It was launched on June 1st 2022, in favour of migrant youth and women.
The official launch of the Youth and gender Connect project took place on 1 June 2021 in Yaoundé and on a zoom meeting. It aims to train young people, women and returnees in dual training and entrepreneurship.
The training courses will enable the development of skills corresponding to the needs of the private sector and to the economic potential of the agri-food processing, maintenance and car repair sectors, thus facilitating the insertion of the beneficiaries into the labour market.
An improvement in the performance and services of the Chamber of Commerce, Industry, Mines and Handicrafts of Cameroon and the vocational training centres will contribute to a better offer of vocational training and to local economic development, notably through the organisation of public-private workshops and thus a greater animation of the actors of these sectors.
In figures, this project means that at least 480 direct beneficiaries are made aware of the possibilities offered by Technical and Vocational Education and Training through information campaigns and training activities.

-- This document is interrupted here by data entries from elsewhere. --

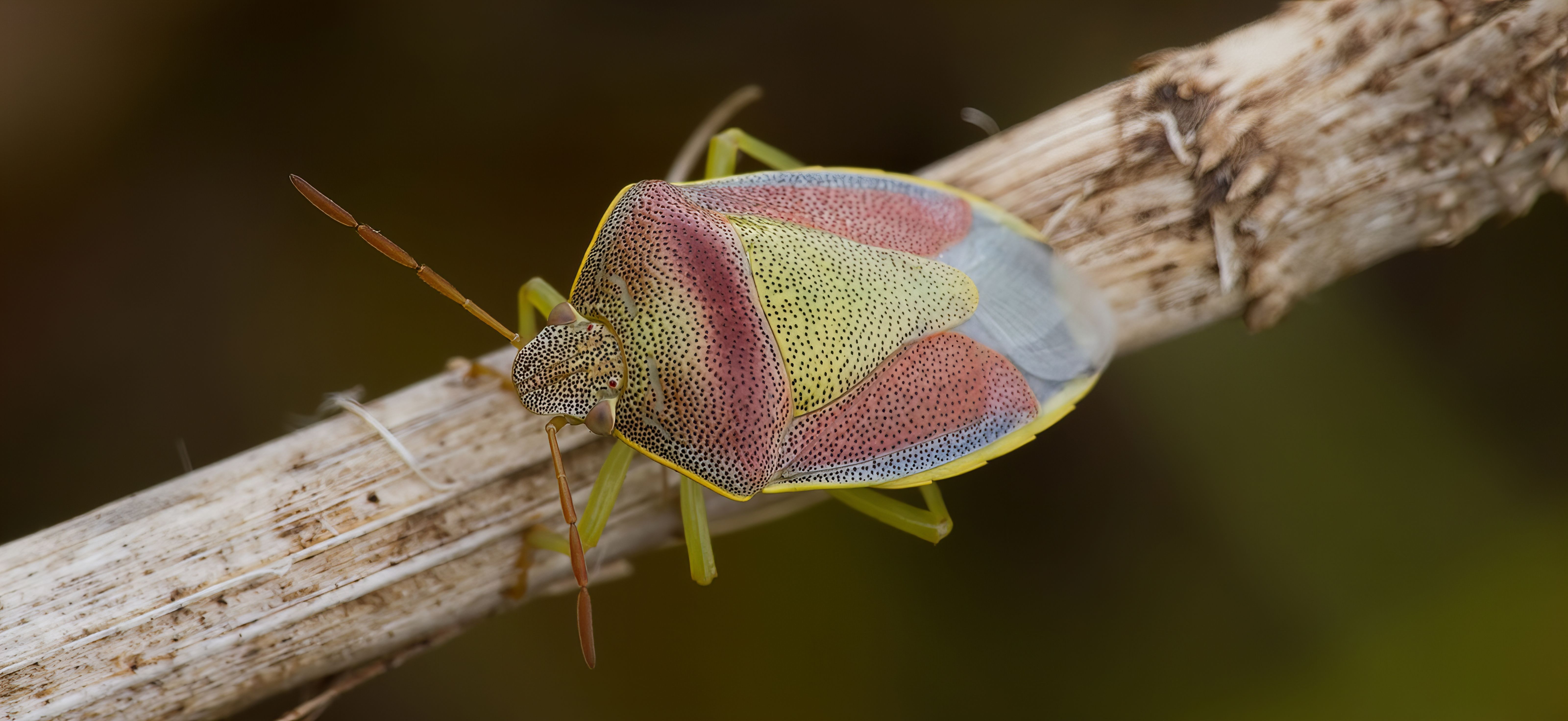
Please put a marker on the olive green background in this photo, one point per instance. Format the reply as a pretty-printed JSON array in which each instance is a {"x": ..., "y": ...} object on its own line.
[{"x": 1360, "y": 515}]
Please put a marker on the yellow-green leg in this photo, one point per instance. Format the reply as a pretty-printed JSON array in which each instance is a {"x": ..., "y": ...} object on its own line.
[
  {"x": 931, "y": 523},
  {"x": 723, "y": 150},
  {"x": 601, "y": 501},
  {"x": 535, "y": 295},
  {"x": 700, "y": 546}
]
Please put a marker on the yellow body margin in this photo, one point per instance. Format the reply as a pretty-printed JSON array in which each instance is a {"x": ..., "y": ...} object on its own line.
[
  {"x": 1050, "y": 413},
  {"x": 1061, "y": 405},
  {"x": 665, "y": 463}
]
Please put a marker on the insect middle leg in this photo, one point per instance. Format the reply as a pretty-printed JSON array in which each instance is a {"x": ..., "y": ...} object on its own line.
[
  {"x": 723, "y": 150},
  {"x": 931, "y": 523}
]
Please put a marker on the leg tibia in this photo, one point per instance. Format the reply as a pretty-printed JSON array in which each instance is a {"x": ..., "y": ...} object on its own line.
[
  {"x": 601, "y": 501},
  {"x": 932, "y": 523},
  {"x": 723, "y": 150},
  {"x": 694, "y": 518}
]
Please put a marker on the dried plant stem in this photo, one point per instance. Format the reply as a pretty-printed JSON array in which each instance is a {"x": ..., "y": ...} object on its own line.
[{"x": 1228, "y": 178}]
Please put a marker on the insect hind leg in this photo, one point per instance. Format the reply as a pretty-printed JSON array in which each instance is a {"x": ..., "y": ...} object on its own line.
[
  {"x": 932, "y": 523},
  {"x": 725, "y": 148}
]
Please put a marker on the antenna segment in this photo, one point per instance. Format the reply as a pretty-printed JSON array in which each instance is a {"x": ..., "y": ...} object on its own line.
[{"x": 393, "y": 252}]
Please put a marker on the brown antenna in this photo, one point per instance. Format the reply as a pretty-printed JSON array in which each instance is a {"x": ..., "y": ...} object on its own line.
[{"x": 393, "y": 252}]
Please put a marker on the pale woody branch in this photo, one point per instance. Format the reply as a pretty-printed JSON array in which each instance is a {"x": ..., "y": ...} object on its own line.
[{"x": 1230, "y": 178}]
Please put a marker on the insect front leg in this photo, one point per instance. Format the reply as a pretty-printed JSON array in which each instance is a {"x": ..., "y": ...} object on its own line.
[
  {"x": 723, "y": 150},
  {"x": 535, "y": 295},
  {"x": 601, "y": 501},
  {"x": 931, "y": 523}
]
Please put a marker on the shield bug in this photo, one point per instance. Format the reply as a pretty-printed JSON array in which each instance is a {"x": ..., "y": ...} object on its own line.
[{"x": 799, "y": 328}]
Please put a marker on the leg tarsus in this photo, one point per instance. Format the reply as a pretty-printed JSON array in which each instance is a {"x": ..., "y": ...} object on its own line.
[
  {"x": 931, "y": 524},
  {"x": 723, "y": 150},
  {"x": 694, "y": 519}
]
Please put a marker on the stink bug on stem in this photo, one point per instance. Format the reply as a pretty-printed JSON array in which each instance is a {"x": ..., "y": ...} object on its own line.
[{"x": 789, "y": 330}]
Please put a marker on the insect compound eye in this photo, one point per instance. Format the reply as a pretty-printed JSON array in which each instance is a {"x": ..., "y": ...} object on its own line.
[
  {"x": 601, "y": 419},
  {"x": 562, "y": 314}
]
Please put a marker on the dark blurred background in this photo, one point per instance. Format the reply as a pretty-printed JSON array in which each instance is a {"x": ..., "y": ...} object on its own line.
[{"x": 1362, "y": 513}]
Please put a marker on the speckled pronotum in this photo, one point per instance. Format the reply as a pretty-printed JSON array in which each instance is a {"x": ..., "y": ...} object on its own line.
[{"x": 799, "y": 328}]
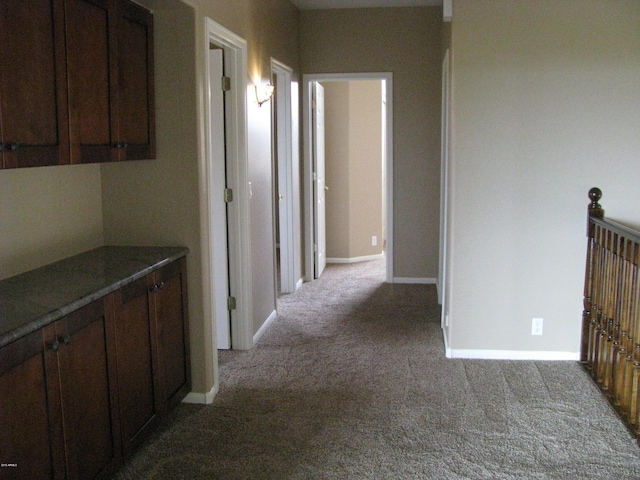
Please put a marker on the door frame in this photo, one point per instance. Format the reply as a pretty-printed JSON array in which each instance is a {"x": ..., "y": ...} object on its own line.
[
  {"x": 288, "y": 179},
  {"x": 307, "y": 81},
  {"x": 239, "y": 251}
]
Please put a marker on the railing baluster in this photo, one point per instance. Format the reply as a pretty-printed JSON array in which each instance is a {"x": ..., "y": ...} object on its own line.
[{"x": 610, "y": 348}]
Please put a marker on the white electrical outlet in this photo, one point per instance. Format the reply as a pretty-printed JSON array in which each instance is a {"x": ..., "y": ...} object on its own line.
[{"x": 536, "y": 326}]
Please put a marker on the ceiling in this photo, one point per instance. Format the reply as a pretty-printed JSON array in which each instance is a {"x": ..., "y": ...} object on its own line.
[{"x": 326, "y": 4}]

A minimum of 360 young people are trained, of which at least 235 are inserted into the labour market through a dual vocational training approach (workplace and training centre) and accompanied after the training for job placement and at least 125 people are trained in entrepreneurship and accompanied after the training to create their business.
At least 65 MSMEs from the relevant value chain(s) – including also client companies and suppliers – participate in the identification of skill gaps. 25 trainers trained in both value chains on the dual method, entrepreneurship, management and vocational and technical education. And 7 training centres are strengthened in their technical and vocational training services
As a reminder, this is a training programme for young people on agri-food processing, car repair and entrepreneurship in Cameroon” in the cities of Bafoussam, Douala, Ngaoundéré, Obala and Yaoundé and financed by the European Union.